Mark Malamud (born 1960) is the principal and manager of Busymonster LLC, a consultancy focused on advanced user interface and design.

During his 10-year tenure at Microsoft, Malamud became the company's first User Interface Architect, leading design teams in the Advanced Windows, Consumer, Systems, and Research groups.

In addition to designing the fundamental conceptual, user, and interaction models for Windows 95 and future versions of Windows NT, Malamud also pursued future user interface abstractions. Some of his work involved creating psychosocial models of users to improve the interaction between people and machines. Malamud produced Bill Gates’ groundbreaking demo, “Information at Your Fingertips,” which was shown at Fall Comdex in 1990.
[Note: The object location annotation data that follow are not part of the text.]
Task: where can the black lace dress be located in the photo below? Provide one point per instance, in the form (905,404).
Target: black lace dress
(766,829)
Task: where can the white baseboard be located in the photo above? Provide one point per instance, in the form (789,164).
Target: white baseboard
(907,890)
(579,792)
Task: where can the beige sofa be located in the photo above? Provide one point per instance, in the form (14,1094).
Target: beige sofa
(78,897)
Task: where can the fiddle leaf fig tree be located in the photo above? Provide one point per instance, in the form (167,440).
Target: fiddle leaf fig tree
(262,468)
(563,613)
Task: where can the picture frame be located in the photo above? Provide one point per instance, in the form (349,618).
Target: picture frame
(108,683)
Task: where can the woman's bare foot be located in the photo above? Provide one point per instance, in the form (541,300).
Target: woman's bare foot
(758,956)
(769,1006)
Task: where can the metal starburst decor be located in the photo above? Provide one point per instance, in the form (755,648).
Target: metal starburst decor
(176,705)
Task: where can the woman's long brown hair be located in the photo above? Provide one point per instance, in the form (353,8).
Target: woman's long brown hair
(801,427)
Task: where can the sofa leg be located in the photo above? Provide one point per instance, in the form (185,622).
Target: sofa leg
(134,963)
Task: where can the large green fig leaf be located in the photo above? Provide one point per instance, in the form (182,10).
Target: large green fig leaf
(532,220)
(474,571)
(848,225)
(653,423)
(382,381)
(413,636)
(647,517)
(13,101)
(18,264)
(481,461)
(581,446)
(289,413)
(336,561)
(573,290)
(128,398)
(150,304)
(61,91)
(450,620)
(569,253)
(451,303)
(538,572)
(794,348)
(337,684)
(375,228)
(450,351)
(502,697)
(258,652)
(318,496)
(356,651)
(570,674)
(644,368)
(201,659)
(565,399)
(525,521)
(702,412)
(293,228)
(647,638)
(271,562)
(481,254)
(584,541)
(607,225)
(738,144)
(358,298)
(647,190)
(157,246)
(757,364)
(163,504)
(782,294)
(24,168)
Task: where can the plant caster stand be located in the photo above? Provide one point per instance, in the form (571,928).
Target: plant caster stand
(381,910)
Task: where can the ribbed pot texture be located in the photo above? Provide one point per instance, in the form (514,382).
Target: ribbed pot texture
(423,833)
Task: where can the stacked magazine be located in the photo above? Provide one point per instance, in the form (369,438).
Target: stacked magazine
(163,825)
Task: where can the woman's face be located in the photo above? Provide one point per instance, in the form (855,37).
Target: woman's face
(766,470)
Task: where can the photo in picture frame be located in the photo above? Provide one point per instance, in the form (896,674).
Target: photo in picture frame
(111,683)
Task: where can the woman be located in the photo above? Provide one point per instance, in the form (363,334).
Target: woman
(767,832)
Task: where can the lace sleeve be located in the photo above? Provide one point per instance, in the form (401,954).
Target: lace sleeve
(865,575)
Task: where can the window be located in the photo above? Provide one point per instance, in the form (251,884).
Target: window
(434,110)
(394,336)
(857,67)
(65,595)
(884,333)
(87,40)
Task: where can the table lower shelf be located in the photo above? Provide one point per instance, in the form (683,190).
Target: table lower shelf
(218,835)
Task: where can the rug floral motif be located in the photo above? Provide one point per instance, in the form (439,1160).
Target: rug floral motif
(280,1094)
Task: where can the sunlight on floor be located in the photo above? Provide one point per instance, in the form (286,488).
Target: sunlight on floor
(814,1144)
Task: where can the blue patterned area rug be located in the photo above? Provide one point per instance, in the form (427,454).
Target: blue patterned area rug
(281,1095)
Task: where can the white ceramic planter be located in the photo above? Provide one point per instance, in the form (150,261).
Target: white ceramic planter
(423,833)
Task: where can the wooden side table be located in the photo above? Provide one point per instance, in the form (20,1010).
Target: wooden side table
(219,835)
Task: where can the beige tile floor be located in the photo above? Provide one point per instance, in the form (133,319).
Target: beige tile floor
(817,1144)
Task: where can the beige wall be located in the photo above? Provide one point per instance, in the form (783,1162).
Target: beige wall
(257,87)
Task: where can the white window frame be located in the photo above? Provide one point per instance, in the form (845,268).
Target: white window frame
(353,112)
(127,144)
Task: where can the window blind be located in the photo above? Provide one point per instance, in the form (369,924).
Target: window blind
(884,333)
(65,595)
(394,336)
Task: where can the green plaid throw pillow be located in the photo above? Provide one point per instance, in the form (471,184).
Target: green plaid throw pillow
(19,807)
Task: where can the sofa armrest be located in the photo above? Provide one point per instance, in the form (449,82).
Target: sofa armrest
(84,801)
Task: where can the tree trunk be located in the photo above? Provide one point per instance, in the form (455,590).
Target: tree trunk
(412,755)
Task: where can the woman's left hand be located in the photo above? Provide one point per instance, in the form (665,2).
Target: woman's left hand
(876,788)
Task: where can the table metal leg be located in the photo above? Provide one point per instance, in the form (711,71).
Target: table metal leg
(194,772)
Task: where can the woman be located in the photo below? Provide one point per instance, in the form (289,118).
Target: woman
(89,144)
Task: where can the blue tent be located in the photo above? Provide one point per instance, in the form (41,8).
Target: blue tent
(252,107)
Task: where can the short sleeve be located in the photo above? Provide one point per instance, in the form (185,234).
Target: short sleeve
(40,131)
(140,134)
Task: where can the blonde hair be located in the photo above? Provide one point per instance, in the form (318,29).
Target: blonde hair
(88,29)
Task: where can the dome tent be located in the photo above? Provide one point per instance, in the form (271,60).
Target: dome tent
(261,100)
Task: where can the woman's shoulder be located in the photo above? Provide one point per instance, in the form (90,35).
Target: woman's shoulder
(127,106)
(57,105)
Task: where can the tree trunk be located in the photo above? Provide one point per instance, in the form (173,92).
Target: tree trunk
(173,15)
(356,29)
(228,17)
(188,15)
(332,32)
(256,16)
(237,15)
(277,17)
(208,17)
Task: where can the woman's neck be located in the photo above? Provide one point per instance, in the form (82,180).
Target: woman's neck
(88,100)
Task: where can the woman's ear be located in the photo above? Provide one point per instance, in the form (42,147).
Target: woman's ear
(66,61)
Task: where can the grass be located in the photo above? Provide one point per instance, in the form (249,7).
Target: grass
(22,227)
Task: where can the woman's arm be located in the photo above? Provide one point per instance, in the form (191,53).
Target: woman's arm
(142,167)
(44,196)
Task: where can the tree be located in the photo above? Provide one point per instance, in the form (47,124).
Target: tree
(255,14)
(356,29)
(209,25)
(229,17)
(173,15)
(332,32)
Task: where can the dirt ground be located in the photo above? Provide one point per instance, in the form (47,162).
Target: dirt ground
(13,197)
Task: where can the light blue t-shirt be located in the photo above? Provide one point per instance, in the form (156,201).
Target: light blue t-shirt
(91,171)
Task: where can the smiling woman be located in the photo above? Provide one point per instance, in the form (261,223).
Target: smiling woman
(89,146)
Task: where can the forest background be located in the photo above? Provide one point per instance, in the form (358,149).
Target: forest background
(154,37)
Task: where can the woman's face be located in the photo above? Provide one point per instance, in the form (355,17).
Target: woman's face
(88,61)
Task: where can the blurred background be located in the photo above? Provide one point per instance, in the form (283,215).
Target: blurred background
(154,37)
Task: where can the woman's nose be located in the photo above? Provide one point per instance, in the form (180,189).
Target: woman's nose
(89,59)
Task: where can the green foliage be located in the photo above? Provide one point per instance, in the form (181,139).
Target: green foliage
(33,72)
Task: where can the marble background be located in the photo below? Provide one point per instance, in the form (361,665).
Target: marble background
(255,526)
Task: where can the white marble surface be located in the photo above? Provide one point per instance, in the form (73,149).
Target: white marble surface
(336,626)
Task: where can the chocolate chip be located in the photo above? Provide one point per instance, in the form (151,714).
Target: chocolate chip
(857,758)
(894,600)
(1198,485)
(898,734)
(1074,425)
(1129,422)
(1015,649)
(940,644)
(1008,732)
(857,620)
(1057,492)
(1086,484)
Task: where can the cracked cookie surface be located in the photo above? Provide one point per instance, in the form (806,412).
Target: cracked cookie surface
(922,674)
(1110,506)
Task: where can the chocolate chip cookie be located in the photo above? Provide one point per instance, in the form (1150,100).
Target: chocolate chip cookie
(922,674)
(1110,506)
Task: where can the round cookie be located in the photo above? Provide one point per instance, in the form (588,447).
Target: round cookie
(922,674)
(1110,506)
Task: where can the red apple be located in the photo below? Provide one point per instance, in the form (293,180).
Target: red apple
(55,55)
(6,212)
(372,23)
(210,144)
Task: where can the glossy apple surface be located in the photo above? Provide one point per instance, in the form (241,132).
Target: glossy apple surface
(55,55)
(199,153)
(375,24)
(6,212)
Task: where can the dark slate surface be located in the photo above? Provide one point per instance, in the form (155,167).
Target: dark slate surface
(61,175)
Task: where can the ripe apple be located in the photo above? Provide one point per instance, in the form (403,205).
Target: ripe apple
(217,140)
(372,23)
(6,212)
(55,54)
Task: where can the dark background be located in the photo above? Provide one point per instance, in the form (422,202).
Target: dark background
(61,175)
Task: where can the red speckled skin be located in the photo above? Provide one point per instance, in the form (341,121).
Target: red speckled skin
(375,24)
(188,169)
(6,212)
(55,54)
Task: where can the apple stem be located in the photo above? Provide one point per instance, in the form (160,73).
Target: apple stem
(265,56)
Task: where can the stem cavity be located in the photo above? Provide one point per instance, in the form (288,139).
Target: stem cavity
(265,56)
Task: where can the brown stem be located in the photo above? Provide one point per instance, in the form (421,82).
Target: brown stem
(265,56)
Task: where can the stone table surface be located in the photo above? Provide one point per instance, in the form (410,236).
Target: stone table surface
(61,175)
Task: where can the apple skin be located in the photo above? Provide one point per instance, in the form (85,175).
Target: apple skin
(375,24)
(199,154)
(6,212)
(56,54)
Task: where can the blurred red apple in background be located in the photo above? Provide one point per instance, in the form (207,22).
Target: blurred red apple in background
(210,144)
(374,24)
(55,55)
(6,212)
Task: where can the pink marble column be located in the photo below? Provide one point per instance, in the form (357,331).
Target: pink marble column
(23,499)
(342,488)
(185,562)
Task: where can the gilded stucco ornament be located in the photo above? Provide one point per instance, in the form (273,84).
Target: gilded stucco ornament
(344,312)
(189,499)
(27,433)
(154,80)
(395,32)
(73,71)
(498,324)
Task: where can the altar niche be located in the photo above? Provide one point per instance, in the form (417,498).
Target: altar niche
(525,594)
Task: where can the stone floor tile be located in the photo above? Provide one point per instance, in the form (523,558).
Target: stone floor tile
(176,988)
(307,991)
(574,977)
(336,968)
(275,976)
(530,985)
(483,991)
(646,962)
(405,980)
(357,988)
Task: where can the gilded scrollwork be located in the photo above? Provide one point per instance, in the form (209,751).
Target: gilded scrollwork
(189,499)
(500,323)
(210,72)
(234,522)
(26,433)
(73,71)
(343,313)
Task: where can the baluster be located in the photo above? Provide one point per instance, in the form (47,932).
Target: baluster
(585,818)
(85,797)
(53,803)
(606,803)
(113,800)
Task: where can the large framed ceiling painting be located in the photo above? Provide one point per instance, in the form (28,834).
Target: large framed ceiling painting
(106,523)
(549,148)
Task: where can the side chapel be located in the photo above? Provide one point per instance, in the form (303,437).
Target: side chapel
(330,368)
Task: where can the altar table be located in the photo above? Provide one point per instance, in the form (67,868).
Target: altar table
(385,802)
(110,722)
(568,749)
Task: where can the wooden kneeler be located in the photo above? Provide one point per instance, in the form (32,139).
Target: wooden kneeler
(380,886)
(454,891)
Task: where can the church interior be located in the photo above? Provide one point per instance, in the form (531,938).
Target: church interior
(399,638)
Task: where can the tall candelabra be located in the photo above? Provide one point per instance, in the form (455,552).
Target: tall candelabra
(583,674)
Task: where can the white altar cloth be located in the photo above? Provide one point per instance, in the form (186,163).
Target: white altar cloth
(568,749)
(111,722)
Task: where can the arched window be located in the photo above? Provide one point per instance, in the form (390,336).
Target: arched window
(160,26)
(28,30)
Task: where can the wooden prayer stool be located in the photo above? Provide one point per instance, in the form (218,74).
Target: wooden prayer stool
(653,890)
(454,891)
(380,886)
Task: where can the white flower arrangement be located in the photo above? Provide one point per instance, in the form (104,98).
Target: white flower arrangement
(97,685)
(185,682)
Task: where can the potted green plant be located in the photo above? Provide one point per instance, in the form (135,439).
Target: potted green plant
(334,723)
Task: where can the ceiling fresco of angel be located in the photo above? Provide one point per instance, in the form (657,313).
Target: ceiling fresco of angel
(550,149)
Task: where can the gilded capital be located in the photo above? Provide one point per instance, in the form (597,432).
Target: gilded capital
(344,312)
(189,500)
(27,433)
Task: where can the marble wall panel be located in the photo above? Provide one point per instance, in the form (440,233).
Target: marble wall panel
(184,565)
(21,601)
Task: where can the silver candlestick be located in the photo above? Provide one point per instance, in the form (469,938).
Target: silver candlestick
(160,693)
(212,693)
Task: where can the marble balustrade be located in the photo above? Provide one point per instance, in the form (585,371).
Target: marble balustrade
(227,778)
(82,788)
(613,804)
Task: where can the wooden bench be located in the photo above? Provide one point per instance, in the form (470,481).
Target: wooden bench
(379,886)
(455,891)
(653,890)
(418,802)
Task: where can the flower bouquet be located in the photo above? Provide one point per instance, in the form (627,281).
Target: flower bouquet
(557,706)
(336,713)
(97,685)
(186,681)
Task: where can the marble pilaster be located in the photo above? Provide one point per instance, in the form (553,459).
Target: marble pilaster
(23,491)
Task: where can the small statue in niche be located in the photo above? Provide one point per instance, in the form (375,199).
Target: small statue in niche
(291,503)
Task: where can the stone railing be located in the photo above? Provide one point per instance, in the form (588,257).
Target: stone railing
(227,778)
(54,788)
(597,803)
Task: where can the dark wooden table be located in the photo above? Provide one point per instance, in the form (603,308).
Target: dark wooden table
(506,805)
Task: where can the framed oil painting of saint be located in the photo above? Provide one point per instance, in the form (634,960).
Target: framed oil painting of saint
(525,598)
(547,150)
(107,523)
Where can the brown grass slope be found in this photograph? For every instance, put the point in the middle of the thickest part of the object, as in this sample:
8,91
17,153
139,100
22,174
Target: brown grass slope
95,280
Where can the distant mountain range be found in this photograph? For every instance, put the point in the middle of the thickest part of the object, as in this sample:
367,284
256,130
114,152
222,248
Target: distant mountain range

Before joining Microsoft, Malamud contributed his expertise to a variety of trade magazines and educational publications. He has created several award-winning educational adventure games for Scholastic Books, and he has worked on various multimedia projects, including Nam June Paik's "Good Morning, Mr. Orwell" for WNET in New York.

Malamud studied at Brown University where he received his A.B. in psychology. He holds over 200 major patents in the area of user interface and has been named as an inventor on over 880 US patents and numerous patents pending.

Malamud has participated in several Intellectual Ventures’ invention sessions relating to user interface, human-technology interaction, information processing, and health informatics. He is on the List of prolific inventors and in 2012 was the 8th most-prolific inventor of US patents.